PW reports LGIM Real Assets has put Procession House, 55 Ludgate Hill on the market for £67.5m. Developed in 1999, the building comprises 105,200 sq ft of office and retail accommodation across an island site, close to Farringdon station. On behalf of its Managed Fund, L&G has appointed Savills to sell the building at yield of 6.15%.
PW reports that tech company Improbable is set to more than double the size of its headquarters signing a leasing deal Bishops Square in the City. Valued at more than $1bn after only five years in business, the firm has exchanged contracts to occupy almost 59,000 sq ft on the fourth floor at JP Morgan’s 10 Bishops Square, next to Spitafields Market. Improbable will move from its current headquarters at 30 Farringdon Road, where it occupies 24,000 sq ft.
PW reports that a UK private investor has bought 16-18 New Bridge Street from a Middle Eastern vendor for just under £20m, reflecting a capital value of £872/sq ft and a yield of 4.59%. It occupies a corner location and totals 22,482 sq ft of office and retail space.
EG reports that Monzo, a challenger bank, is leading a pack of second and third generation start-ups expanding their office take-up in central London. The online banking company is tripling its London take-up in one year, having agreed to sublease 40,000 sq ft from Bloomberg at 38 Finsbury Square, EC2. It will move from its office at 230 City Road, EC1, where occupies 13,000 sq ft. Monzo has agreed to take a two-year-lease, paying circa £34 per sq ft its new HQ.
City of Westminster
PW reports that Plaza Global Real Estate Partners, the joint venture between LaSalle IM and Quantum Global Real Estate, have put 23 Savile Row up for sale for a price believed to be in the region of £300m. Plaza 103,000 sq ft building from D2 in 2012 for £218m for an initial yield of 4.3%. The selling price would reflect a yield of 3.8%.

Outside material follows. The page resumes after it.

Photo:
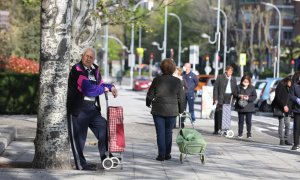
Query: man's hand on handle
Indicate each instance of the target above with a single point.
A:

PW report that CBRE has appointed Hanover Green to sell Eagle House, Jermyn Street at a yield of 4.58% and a capital value of £1,372/sq ft. The 40,077 sq ft building, which is arranged over basement, ground and six upper floors, is held on a long lease with around 104 years left to expiry. It is multi-let to seven tenants and produces an annual income of almost £2.7m, equating to an average office rent of £75/sq ft
PW reports that LBS Properties has secured a £47m senior debt facility from US-based Quadrant Real Estates Advisors to fund a large scheme on Hackney Road. Planning permission for the new development was secured in 2017 which will replace a disused bingo hall at 211-227 Hackney Road with 83 flats as well as 10,000 sq ft of flexible workspace on the ground floor. With the development finance secured, demolishment of the existing build is set to commence imminently and completion is expected in early 2020.